Он посмотрел на нее долгим, веселым взглядом.
— Может быть.
Оливия сделала еще шаг вперед, и еще, и еще. А затем ее будильник прозвонил — точно в тот момент, как она встала ровно перед ним. Еще одно вторжение в его личное пространство. Но на этот раз, когда она привстала на цыпочки, когда она закинула руки ему на шею, ладони Адама прижали ее к его груди.

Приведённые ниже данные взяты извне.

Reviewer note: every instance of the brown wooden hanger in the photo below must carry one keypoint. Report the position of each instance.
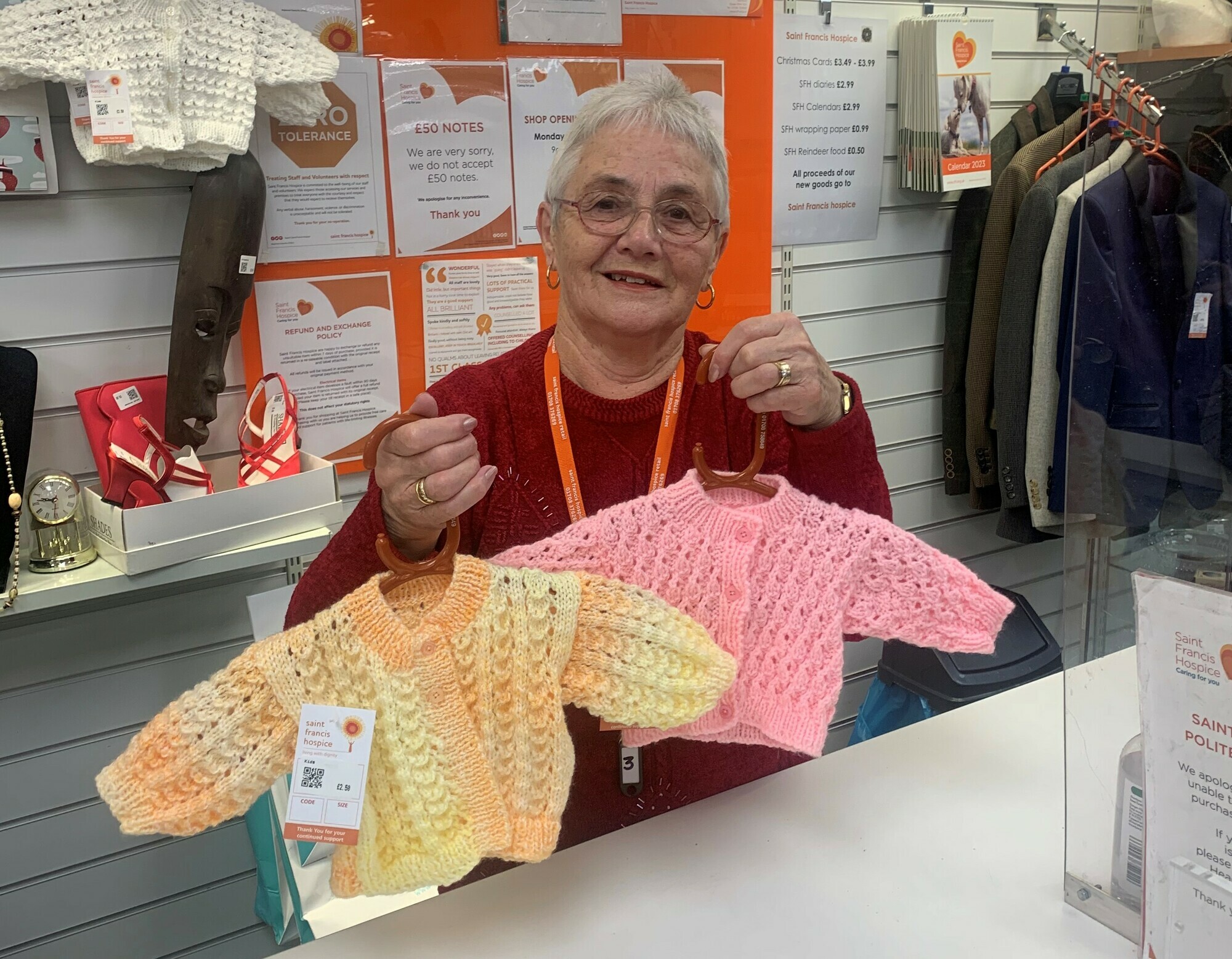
(747, 477)
(405, 570)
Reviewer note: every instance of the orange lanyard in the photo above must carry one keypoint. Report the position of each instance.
(561, 431)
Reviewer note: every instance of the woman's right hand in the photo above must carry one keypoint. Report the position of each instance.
(443, 453)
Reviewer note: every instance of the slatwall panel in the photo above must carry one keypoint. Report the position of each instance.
(87, 281)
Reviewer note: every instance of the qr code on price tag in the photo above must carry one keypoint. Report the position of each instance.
(128, 397)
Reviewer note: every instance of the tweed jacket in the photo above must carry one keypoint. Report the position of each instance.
(1153, 332)
(1043, 403)
(969, 230)
(1016, 333)
(994, 256)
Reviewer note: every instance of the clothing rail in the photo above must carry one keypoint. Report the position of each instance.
(1106, 68)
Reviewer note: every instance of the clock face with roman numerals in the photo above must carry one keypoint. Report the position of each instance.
(54, 498)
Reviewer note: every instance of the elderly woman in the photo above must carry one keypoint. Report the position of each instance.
(634, 224)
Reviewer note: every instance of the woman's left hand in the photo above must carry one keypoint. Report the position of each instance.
(813, 399)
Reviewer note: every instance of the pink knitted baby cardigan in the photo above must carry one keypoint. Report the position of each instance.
(777, 582)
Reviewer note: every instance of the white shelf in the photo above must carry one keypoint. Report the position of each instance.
(100, 578)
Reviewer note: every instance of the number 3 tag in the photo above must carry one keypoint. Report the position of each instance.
(630, 769)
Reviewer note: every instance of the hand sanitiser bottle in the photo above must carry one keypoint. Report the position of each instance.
(1130, 827)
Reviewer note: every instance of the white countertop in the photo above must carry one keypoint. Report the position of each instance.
(942, 840)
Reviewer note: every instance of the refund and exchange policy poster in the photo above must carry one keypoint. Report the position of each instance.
(326, 194)
(545, 97)
(830, 121)
(333, 341)
(450, 166)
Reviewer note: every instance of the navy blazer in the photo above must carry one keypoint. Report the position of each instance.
(1143, 411)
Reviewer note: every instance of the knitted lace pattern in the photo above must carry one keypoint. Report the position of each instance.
(195, 71)
(468, 674)
(777, 582)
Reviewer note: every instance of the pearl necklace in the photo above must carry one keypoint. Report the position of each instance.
(15, 506)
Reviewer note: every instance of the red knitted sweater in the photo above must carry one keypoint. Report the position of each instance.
(614, 448)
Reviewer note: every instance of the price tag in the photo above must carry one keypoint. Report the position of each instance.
(110, 111)
(128, 397)
(79, 103)
(330, 775)
(1202, 317)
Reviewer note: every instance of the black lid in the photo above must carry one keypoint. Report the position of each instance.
(1026, 650)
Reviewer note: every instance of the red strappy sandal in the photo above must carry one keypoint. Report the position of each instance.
(272, 450)
(189, 479)
(136, 480)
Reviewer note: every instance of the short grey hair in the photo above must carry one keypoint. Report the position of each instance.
(659, 100)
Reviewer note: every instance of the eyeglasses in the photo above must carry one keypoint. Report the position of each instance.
(677, 221)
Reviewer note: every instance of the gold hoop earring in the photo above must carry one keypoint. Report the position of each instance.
(711, 302)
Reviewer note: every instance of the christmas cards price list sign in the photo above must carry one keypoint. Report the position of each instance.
(450, 164)
(830, 121)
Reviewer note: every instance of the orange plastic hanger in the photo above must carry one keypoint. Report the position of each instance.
(405, 570)
(747, 477)
(1096, 114)
(1151, 146)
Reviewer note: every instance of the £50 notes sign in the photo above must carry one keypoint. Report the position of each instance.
(450, 168)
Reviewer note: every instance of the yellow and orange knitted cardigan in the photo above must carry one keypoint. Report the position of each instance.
(468, 674)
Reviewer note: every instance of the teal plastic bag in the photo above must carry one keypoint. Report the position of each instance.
(888, 708)
(274, 904)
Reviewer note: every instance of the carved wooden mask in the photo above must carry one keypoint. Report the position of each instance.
(225, 224)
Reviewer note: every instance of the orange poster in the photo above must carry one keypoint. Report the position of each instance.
(469, 31)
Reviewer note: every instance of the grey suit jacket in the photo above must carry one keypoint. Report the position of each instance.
(1045, 384)
(969, 231)
(1016, 334)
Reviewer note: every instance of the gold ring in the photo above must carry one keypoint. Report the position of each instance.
(423, 493)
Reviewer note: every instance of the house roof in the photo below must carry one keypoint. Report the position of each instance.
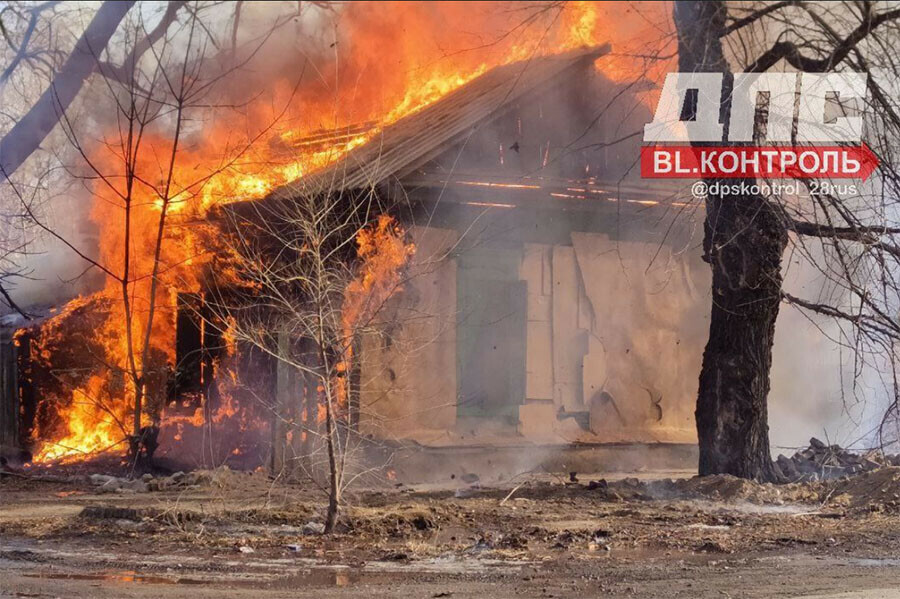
(413, 140)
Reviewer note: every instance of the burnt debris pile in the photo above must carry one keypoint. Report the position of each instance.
(821, 461)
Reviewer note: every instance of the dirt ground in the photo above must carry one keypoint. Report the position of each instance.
(239, 535)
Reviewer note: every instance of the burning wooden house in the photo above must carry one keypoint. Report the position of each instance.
(554, 299)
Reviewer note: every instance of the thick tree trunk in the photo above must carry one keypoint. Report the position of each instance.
(743, 243)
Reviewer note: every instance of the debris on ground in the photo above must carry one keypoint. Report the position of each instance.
(821, 461)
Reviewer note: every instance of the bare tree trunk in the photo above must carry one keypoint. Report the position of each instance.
(27, 134)
(744, 240)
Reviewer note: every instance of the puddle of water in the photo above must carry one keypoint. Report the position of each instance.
(132, 577)
(320, 577)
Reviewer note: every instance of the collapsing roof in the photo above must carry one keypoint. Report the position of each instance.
(413, 140)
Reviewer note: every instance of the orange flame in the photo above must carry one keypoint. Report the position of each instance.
(389, 77)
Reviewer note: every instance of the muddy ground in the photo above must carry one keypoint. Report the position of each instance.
(240, 535)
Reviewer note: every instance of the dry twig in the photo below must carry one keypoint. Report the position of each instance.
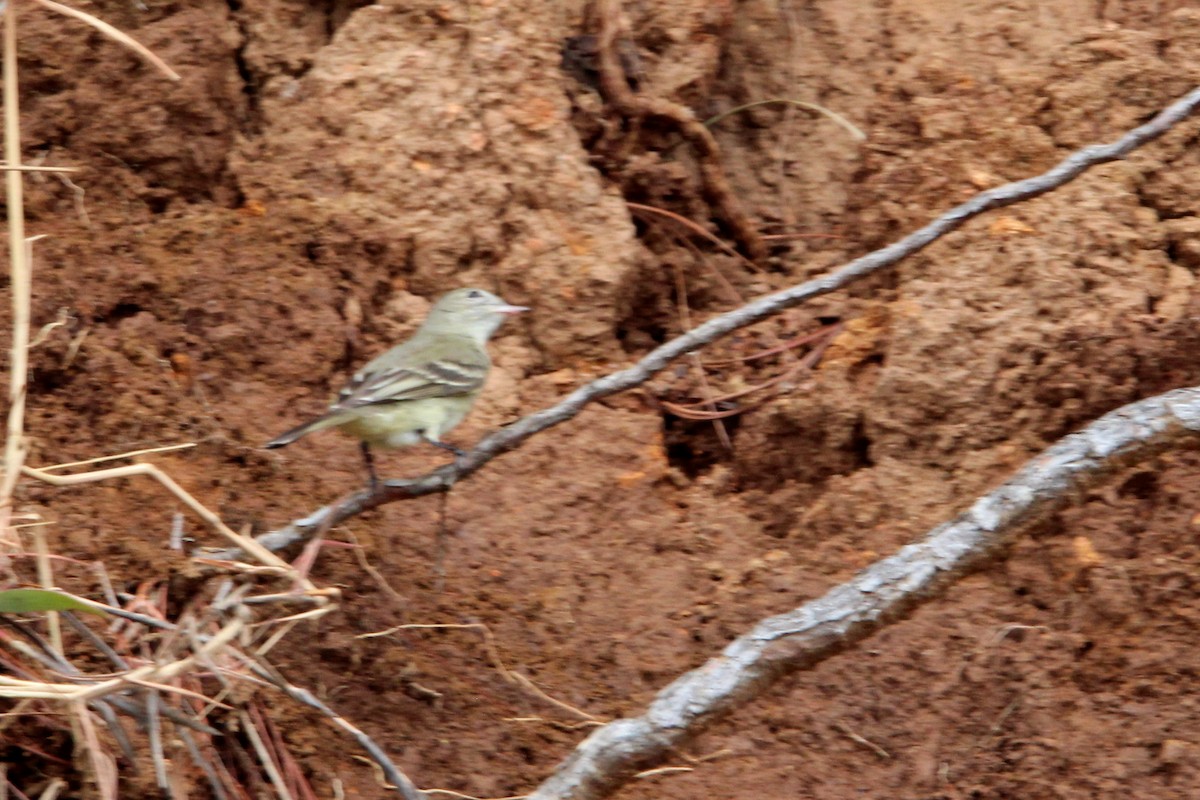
(883, 593)
(515, 434)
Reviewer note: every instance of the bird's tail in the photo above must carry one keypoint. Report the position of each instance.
(287, 438)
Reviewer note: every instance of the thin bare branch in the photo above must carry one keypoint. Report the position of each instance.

Прошел год. Ровно один год. И теперь его тело было так хорошо знакомо ей: она знала ширину его плеч, щетину, запах его кожи — все наизусть. Она чувствовала улыбку в его взгляде.
Оливия погрузилась в него, позволила ему поддержать себя, потянулась, и ее губы почти коснулись его уха. Она прижала их плотнее и тихо шепнула:
— Можно я вас поцелую, доктор Карлсен?
Примечания автора
Я пишу истории об академической жизни, потому что это все, что я знаю. Научный мир — зачастую очень замкнутая, всепоглощающая, оторванная от прочего мира среда. В последние десять лет у меня были прекрасные наставницы, которые постоянно поддерживали меня, но я могу припомнить десятки случаев, когда чувствовала себя так, будто я — сплошное разочарование, неудачник от науки. Но такова аспирантура — как знают все, кто через это прошел: напряженное, выматывающее, конкурентное занятие. Научная карьера нарушает баланс между работой и личной жизнью своим особым способом: изматывает людей, заставляет забыть, что они стоят больше, чем количество публикаций или гранты, которые им удалось выбить.